The satiating foods, thankfully, usually the healthiest. The ultra-processed ones, due to their large amounts of sugar and / or salt, make us consume beyond satiety and make us hungry a few hours later. In this article we will mention the 10 best foods that will help you satisfy hunger. Do not miss it!

10 satisfying foods

Satiating foods are usually of natural origin and high in fiber, which slows digestion and controls weight. They also tend to contain protein or complete carbohydrates. That is, they have a low glycemic index and are usually rich in water. This type of food is ideal to control our appetite and for weight loss.

Here is a list of the 10 easiest foods to satisfy hunger :


The soup stands out for its low caloric intake and its high water and nutrient content. That means it allows us to feel fuller for longer. And at the same time, it helps us lose weight. Well, eating liquid reduces caloric intake by 20%. In addition, chicken or vegetables can be added to increase protein and fiber. However, pasta or noodles must be whole in order to make it an even more satisfying food.


Eggs are rich in protein and ideal for the first hours of the morning, for example, for breakfast. In this way, it is possible to arrive at the next meals with less anxiety caused by hunger. In addition, it is a very nutritious food with a large amount of vitamins and antioxidants.


Nuts (walnuts, cashews, almonds ...) contain vitamins and proteins, and a high source of fiber. They are also rich in healthy fats. To obtain a satiating result, these must be consumed properly. That is, toasted and unsalted and, if possible, combine them with fruit. Well, the water in the fruit allows the fiber in the nuts to swell. In addition, with just consuming 50 grams you can already get this feeling.

Peanut butter

Peanut butter is a very nutritious food rich in protein. As with almonds, it is also rich in fiber and unsaturated fats, that is, healthy fats.


The apple is one of those foods with a low energy density and a low glycemic index. However, it allows you to stay satiated for longer. It also contains many vitamins necessary for health.

Integral rice

Brown rice is rich in complex carbohydrates. This means that the body releases energy slowly causing greater satiety. For example, consuming 200 grams of this type of rice can leave you full with only 350 calories.

Dark chocolate

Dark chocolate, with a high cocoa content, is a high-fat food that provides great benefits. It has antioxidant, anticoagulant and anti-inflammatory properties. Even consuming it after a meal can reduce subsequent calorie consumption by 17%.


Legumes, such as lentils or chickpeas, are rich in fiber, slow carbohydrates, and plant proteins with numerous minerals.

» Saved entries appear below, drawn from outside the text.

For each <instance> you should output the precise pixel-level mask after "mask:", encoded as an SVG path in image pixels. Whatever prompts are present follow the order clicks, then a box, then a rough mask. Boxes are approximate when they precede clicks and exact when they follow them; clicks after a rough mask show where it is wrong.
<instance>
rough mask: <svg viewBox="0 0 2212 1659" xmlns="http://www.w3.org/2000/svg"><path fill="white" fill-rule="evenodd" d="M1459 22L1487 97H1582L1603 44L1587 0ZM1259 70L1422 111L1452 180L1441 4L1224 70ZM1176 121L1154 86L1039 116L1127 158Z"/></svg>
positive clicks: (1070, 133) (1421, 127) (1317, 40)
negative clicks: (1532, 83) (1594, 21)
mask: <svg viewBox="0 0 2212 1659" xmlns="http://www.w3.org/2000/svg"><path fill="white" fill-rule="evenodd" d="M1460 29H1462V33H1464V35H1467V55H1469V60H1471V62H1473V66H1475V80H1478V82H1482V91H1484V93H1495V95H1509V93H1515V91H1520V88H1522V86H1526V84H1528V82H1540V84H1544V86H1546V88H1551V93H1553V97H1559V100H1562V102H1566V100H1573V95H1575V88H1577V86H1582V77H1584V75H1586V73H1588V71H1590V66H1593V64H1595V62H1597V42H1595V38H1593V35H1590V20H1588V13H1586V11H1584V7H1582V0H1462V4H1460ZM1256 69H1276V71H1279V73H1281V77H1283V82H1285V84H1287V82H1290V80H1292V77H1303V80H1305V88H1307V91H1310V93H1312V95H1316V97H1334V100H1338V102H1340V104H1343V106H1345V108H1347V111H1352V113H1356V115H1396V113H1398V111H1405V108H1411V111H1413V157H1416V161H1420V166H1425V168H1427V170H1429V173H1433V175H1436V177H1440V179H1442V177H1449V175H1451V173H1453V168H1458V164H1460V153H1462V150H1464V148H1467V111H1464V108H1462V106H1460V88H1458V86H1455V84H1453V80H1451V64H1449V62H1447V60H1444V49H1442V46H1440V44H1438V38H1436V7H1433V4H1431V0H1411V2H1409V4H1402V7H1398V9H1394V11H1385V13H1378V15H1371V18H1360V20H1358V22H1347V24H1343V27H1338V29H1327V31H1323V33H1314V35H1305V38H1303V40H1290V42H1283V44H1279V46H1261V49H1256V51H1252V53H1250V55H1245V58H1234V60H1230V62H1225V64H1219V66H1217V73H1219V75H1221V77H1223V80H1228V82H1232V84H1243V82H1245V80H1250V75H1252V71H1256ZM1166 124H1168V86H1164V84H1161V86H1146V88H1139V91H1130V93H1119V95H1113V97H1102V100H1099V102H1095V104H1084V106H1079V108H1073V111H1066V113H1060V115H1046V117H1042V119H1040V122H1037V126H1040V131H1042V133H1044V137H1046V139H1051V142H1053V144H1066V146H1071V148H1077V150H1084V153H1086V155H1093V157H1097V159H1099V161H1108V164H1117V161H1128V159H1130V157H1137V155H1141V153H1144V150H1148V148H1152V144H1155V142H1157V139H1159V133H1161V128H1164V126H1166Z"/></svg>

Oatmeal is a nutritious cereal that provides energy for longer as it is a complex carbohydrate. It is a good option for breakfast since it contains proteins, fats and fibers. In addition, it also improves tiredness and activates the digestive system.

Greek yogurt

And finally, Greek yogurt is a product rich in protein with high biological value. It is very satisfying, but even more so if you add a little oatmeal.